En la actualidad, e independiente del fallo de la CIJ (Corte Internacional de Justicia) del pasado 19 de noviembre en la que se excluye de nuestra soberanía nacional el Meridiano 82 y el Paralelo 15, algunos aspectos de mis memorables recuerdos de San Andrés aún permanecen sin resolver. Motivo por el cual me sonrojé al leer en el portal digital de la revista Semana las apreciaciones concebidas por el presidente Santos con el fin de ‘rediseñar el futuro del Archipiélago’ (el que años más tarde resultaría buche y pluma no más).
El asunto es que cuando se meditan en retrospectiva los últimos 33 años de la gestión de nuestros dirigentes o de la historia del Archipiélago, cabe la pregunta: ¿Cuántos de los asuntos pendientes son consecuencia de oportunidades desperdiciadas (proyectos de infraestructura, salud, educación y demás sectores, no realizados) y cuántos son el resultado de labores pobremente planificadas y mal ejecutadas?

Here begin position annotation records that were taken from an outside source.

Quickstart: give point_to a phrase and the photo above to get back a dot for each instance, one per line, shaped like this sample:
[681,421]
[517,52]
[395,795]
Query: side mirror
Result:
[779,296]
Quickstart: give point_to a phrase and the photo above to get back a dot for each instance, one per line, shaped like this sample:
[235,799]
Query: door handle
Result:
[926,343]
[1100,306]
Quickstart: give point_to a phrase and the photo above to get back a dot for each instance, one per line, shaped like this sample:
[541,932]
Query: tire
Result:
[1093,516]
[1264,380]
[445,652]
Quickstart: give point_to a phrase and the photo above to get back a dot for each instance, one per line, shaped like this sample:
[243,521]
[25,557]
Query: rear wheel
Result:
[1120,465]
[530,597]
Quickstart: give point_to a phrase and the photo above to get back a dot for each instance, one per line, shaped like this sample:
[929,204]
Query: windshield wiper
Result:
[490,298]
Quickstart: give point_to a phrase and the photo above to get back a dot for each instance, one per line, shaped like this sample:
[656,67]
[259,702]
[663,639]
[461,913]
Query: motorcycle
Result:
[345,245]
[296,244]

Debe entonces el presidente Santos, y antes de que se esfumen los 170.000 millones de pesos que están actualmente en ejecución de proyectos, tal cual previa concepción e implementación de un proyecto de gran envergadura que le dé un rediseño de su futuro, examinar los porcentajes de cuáles causas persiguen y en qué invierten su tiempo los funcionarios públicos adscritos a ese pedacito de paraíso.